Deep Gaussian Processes

February 18, 2024

Sparse Gaussian Processes

Assuming a dataset \( (X,y) \) of \(N\) training samples, building a Gaussian process requires an inversion of \(N\times N\) matrix which takes \( \mathcal{O}(N^3) \) time.

The idea of sparse GP with inducing points (SPGP) is to replace the original data with a smaller dataset \( (Z, u = f(Z)) \) where \( f \) is the true latent function.

The likelihood with the inducing points are:

\[\begin{aligned} \mathbb{P}(y|X,Z,u,\theta) & = \prod_{n=1}^N \mathbb{P}(y_n|x_n,Z,\theta)\\ & = \prod_{n=1}^N \mathcal{N}(y_n|K_{f_n u}K_{uu}^{-1}u, K_{f_n f_n}, K_{f_n f_n} - K_{f_n u} K_{uu}^{-1}K_{u f_n} + \sigma^2)\\ & = \mathcal{N}(y|K_{fu}K_{uu}^{-1}u, K_{ff}, \text{diag}(K_{ff} - Q_{ff}) + \sigma^2\mathbb{I}) \end{aligned}\]

where, \( Q_{ff} = K_{fu} K_{uu}^{-1}K_{uf}\)

By placing the prior for \(u\) as \( \mathbb{P}(u|Z,\theta) = \mathcal{N}(u|0,K_{u u})\) as it is the output of the true latent function \(f\), we can simplify the likelihood as:

\[\begin{aligned} \mathbb{P}(y|X,Z) & = \int \mathbb{P}(y|X,Z,u,\theta) \mathbb{P}(u|Z,\theta) du\\ & = \mathcal{N}(y|0,Q_{ff} + \text{diag}(K_{ff}-Q_{ff}) + \sigma^2\mathbb{I}) \end{aligned}\]

The inducing inputs \(Z\) is obtained via maximing the likelihood function \( \mathbb{P}(y|X,Z) \).

To obtain the prediction at new data points \(X_\star,y_\star\), we start first with the joint distribution \(\mathbb{P}(y,y_\star|X,X_\star,Z)\) and then calculate the conditioned probablity \( \mathbb{P}(y_\star|y,X,X_\star,Z)\). This leads to:

\[\begin{aligned} \mathbb{P}(y_\star|y,X,X_\star,Z) & = \mathcal{N}(y_\star|\mu_\star,\Sigma_\star)~~\text{where}\\ \mu_\star & = Q_{\star f}\left(Q_{ff} + \text{diag}(K_{ff}-Q_{ff}) + \sigma^2\mathbb{I}\right)^{-1}y\\ \Sigma_\star & = K_{\star\star} - Q_{\star f}\left(K_{ff}-Q_{ff}) + \sigma^2\mathbb{I}\right)^{-1} Q_{f\star} \end{aligned}\]

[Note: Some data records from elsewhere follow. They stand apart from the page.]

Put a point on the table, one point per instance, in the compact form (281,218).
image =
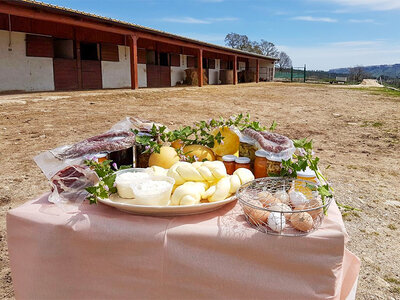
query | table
(102,253)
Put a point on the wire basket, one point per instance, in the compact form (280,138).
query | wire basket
(282,206)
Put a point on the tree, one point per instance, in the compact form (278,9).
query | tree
(268,48)
(284,61)
(358,74)
(242,42)
(238,41)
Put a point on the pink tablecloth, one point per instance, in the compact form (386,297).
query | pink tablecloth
(101,253)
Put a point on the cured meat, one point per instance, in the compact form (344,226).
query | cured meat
(107,142)
(271,142)
(73,178)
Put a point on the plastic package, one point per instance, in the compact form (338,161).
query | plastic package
(64,168)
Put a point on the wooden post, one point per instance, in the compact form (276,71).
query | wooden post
(257,70)
(200,67)
(78,59)
(133,58)
(235,69)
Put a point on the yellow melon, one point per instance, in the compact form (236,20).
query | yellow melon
(201,152)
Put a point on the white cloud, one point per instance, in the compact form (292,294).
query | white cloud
(186,20)
(190,20)
(355,43)
(314,19)
(361,21)
(344,54)
(370,4)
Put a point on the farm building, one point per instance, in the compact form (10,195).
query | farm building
(45,48)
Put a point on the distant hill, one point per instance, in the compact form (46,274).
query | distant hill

A C++ implementation of SPGP can be found in the github repo SPGP tutorial.

Deep Gaussian Processes

Deep Gaussian Processes assume that data is generated via a composition of multiple Gaussian Processes as:

\[y = f_L( f_{L-1}( \cdots ( f_1(X) )\cdots ) ) + \epsilon\]

where, \(f_l\) is drawn from a Gaussian Process.

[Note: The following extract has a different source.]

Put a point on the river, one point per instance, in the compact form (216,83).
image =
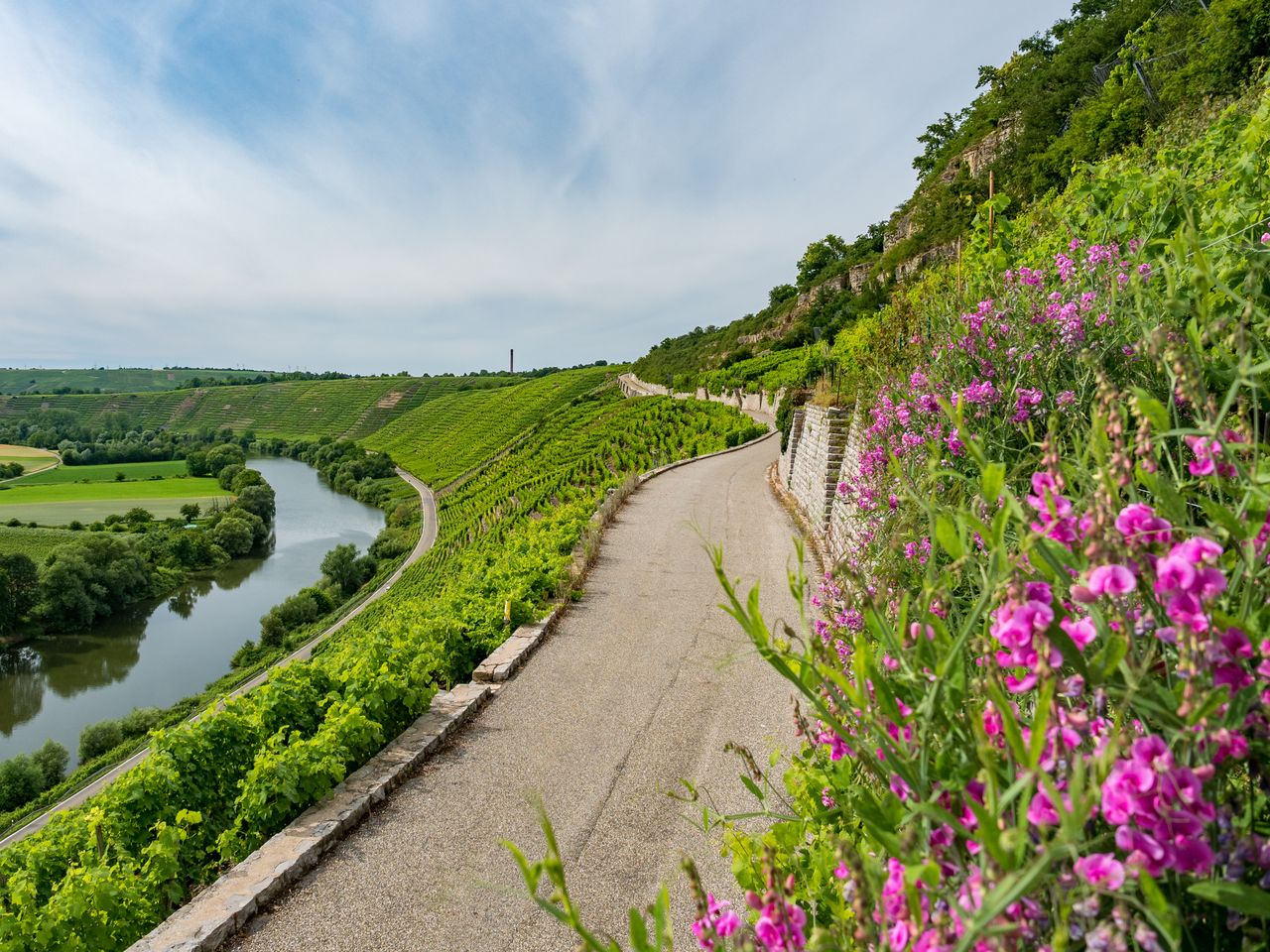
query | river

We define new notations for later calculations: \( h_l = f_l( f_{l-1}( \cdots ( f_1(X) )\cdots ) ) + \epsilon_l\), \( h_L = y\) and \( h_0 = X \)

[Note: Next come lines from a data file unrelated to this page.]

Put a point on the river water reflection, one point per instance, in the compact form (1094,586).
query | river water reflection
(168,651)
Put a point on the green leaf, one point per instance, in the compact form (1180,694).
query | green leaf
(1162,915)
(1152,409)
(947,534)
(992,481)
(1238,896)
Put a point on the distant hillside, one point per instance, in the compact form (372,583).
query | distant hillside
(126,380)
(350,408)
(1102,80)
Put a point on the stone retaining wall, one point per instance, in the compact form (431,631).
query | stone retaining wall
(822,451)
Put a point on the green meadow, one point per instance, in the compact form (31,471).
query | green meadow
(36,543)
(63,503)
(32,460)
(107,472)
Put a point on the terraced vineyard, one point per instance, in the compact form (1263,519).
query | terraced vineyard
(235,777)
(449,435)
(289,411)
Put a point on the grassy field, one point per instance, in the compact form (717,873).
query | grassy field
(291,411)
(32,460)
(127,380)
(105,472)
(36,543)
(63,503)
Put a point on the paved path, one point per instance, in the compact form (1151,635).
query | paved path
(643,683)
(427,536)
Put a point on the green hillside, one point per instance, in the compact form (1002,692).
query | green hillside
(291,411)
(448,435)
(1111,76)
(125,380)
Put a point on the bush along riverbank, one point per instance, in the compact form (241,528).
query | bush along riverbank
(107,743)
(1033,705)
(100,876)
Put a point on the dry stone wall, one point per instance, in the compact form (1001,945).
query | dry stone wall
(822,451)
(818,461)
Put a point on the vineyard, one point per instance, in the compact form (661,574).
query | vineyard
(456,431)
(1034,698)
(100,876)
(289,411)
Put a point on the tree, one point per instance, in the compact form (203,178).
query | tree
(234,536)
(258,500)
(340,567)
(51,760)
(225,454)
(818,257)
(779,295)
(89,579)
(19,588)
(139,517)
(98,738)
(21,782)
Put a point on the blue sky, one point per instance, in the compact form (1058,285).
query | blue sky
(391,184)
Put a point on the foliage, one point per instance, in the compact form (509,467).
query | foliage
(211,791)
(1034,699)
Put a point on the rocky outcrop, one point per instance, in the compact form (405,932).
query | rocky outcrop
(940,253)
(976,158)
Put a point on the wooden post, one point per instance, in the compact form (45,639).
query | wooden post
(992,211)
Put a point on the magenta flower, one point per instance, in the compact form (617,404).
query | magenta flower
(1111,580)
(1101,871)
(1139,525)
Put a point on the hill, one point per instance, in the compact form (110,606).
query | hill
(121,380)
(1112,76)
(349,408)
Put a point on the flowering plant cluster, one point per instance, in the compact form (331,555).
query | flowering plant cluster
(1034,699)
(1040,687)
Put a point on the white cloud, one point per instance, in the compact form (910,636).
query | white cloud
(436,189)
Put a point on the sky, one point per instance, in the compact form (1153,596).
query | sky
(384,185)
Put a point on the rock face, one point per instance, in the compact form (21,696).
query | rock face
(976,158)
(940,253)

The joint probability between intermediate value \(\{h_l\}_{l}\) and the outputs \(y\) is:

\[\begin{aligned} \mathbb{P}(y,h_1, ..., h_{L-1}|X) & = \mathbb{P}(y|h_L) \prod_{l=1}^{L-1} \mathbb{P}(h_l | h_{l-1})\\ \mathbb{P}(y|f_L) & = \mathcal{N}(f_L,\sigma_n^2 \mathbb{I})\\ \mathbb{P}(h_l|h_{l-1}) & = \mathcal{N}(0,K_{h_l h_l} + \sigma_l^2 \mathbb{I}) \end{aligned}\]

The joint probability is difficult to estimate. To circumvent this problem, we will use the Gaussian approximation techniques. We will focus on the ‘nested variational approach’ (see Hensman and Lawrence, 2014).

In the nested variational approach, to avoid the computational cost of large dataset, following the sparse Gaussian Process approach, a set of inducing points \( \{Z_l, u_l = f_l(Z_l)\}_{l} \) is introduced for layer \(l\).

For convenience, we drop the \(X, Z\) in the conditioned probablity expression e.g. \( \mathbb{P}(y|u, X, Z)\) is reduced to \( \mathbb{P}(y|u)\).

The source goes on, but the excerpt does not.